By Dr. Trina Ting
Feeling extra sleepy or foggy as the sun starts setting earlier? In our part of North America, the days start getting shorter starting at summer equinox and we fall back one hour on Sunday Nov 3, 2024 for daylight savings time. Our circadian clock, our body’s internal clock on when to sleep and wake up, is affected by less sunlight at this time of year. We all know about Seasonal Affective Disorder (SAD), but here are some of the surprising ways shorter days can impact your brain and the rest of your body:
Slower Metabolism:
With less light during the day, your brain perceives an ancient biological need to conserve energy. This makes sense as our ancestors could only hunt and gather in the sunlight, and so more dark hours could mean less nutrition available. Our bodies have evolved to slow down our metabolism, increase your appetite and potentially gain some weight. Our brain will produce hormones to encourage these functions.
Feeling More Tired:
You’re not imagining things: when there are more hours of darkness, our brain produces more of the hormone melatonin. As a result, you may feel more tired during the day and sleep longer at night.

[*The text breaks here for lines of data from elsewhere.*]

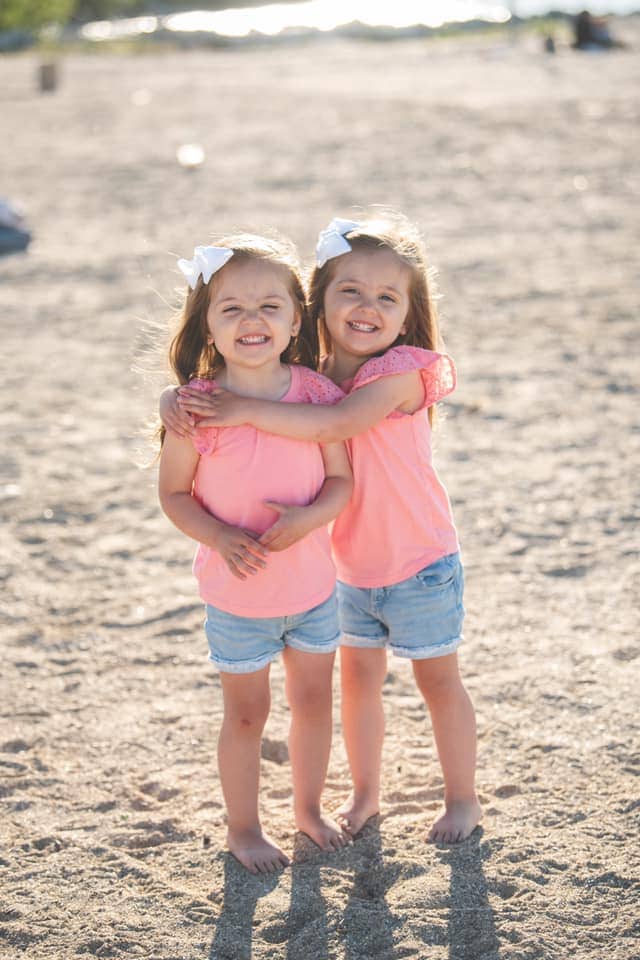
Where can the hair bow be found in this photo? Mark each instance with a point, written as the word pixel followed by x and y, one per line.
pixel 206 261
pixel 331 241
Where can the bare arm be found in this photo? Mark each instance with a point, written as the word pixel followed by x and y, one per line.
pixel 358 412
pixel 296 522
pixel 178 462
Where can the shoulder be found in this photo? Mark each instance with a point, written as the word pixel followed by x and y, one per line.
pixel 313 387
pixel 436 370
pixel 199 383
pixel 205 438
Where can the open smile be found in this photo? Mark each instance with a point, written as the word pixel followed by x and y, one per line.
pixel 252 340
pixel 362 327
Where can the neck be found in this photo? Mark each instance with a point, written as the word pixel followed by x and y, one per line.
pixel 341 366
pixel 265 383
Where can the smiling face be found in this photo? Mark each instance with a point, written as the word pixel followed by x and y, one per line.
pixel 366 301
pixel 251 315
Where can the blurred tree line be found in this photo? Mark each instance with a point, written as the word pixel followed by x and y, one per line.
pixel 31 14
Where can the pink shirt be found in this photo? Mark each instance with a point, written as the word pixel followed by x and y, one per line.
pixel 399 517
pixel 239 468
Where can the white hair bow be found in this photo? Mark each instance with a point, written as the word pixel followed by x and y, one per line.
pixel 206 261
pixel 331 241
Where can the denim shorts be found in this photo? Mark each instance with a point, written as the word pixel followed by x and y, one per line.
pixel 419 618
pixel 245 644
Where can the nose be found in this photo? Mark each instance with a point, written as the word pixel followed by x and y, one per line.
pixel 367 304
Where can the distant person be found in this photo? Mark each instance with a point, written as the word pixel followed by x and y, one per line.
pixel 14 235
pixel 400 577
pixel 592 33
pixel 259 506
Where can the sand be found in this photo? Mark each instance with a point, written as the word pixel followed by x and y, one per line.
pixel 520 169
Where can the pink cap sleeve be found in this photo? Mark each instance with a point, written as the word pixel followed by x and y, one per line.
pixel 437 370
pixel 206 437
pixel 315 388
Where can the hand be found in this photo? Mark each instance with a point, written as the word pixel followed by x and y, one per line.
pixel 220 408
pixel 241 551
pixel 178 421
pixel 292 525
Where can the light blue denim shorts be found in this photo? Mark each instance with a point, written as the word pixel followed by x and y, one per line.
pixel 419 618
pixel 245 644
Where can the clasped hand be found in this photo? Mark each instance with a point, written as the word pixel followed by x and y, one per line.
pixel 219 408
pixel 245 554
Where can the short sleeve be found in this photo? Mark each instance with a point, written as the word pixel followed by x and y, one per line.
pixel 206 437
pixel 315 388
pixel 437 370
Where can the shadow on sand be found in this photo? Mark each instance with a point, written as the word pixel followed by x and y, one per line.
pixel 471 934
pixel 365 928
pixel 242 890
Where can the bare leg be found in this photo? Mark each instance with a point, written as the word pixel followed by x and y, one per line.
pixel 308 686
pixel 246 708
pixel 363 673
pixel 454 728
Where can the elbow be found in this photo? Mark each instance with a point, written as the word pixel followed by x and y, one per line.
pixel 333 432
pixel 167 503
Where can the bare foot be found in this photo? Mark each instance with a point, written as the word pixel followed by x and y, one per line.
pixel 456 823
pixel 353 814
pixel 325 833
pixel 256 851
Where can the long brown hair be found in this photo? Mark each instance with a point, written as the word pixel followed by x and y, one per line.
pixel 191 355
pixel 388 230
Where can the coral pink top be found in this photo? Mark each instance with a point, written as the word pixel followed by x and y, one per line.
pixel 399 517
pixel 239 468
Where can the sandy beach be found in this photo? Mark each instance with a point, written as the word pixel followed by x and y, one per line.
pixel 522 170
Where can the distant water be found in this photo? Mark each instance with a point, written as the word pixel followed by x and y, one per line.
pixel 377 16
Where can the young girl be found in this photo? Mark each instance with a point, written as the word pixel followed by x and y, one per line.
pixel 259 506
pixel 400 581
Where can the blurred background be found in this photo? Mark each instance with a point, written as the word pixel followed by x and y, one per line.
pixel 129 134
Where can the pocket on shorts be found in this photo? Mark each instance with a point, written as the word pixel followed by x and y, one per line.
pixel 439 575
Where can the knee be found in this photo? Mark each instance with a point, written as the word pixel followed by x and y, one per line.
pixel 247 716
pixel 313 699
pixel 363 670
pixel 435 686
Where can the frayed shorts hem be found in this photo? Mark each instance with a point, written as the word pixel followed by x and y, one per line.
pixel 406 653
pixel 252 666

Difficulty Focusing and Paying Attention:
Our hypothalamus is part of our brain that connects our hormone and nervous systems. It keeps our body in a balanced state by regulating our blood pressure, temperature, and heart rate, as well as directing other parts of the brain to make hormones that affect bone growth and mood. Lack of sunlight can negatively affect the hypothalamus which in turn can affect sleep and mood. This ultimately impacts alertness and overall cognitive function.
Change in Mood:
We produce less serotonin and dopamine in the dark, and having less of these mood enhancing hormones can ultimately decrease our good mood and even trigger a shift into depression. Symptoms such as sleep disruption, unusual fatigue, withdrawing from social activities, anxiety, weight gain due to increased appetite may be present, to name a few. Seasonal affective disorder (SAD) is a condition in which depression symptoms appear on a seasonal basis, most often in the winter months. It can happen in the summer as well, but it is much more rare.
How Can I Deal With These Symptoms?
The obvious ones are to eat well (reducing the high sugar foods your body craves, planning your meals to get ahead of these cravings by eating balanced and nutrient rich meals first) and exercise, as both are key components to generally feeling better overall.
Some interesting tips you might not have already thought of:
Add Houseplants: In addition to purifying the air, taking care of a living item can give you a purpose and help you feel more productive.
Reduce Blue Light Exposure:
Reducing screen time on your phones and devices is good overall, but especially because blue light can negatively impact the hypothalamus.
Increase Exposure to Daylight:
When you can, get outside for a walk to expose your brain to daylight and to get exercise. You can also use daylight spectrum bulbs in your house to replicate the exposure you are missing.
Celebrate the Darkness:
Give yourself a weekly tradition to look forward to. Scandinavian countries that experience almost 24 hours of darkness in January do Mys (Sweden) or Hygge (Denmark), which are terms that roughly translate to “coziness”. They make it a point to have a gathering with their friends (or just by themselves!), where they make comfort food, light candles, and snuggle under blankets to find pleasure in the dark nights of winter. It gives you something to look forward to on these long nights and can lift your mood naturally.
Don’t forget your Vitamin D supplements starting now: check out our October Product of the Month Shaklee’s Vitamin D tablets to grab a good deal.
You are not imagining things if you are noticing you are feeling sluggish or “off” as the days get shorter! Just remember that it’s a completely normal biological process and you can take measures to minimize the effect it has on you.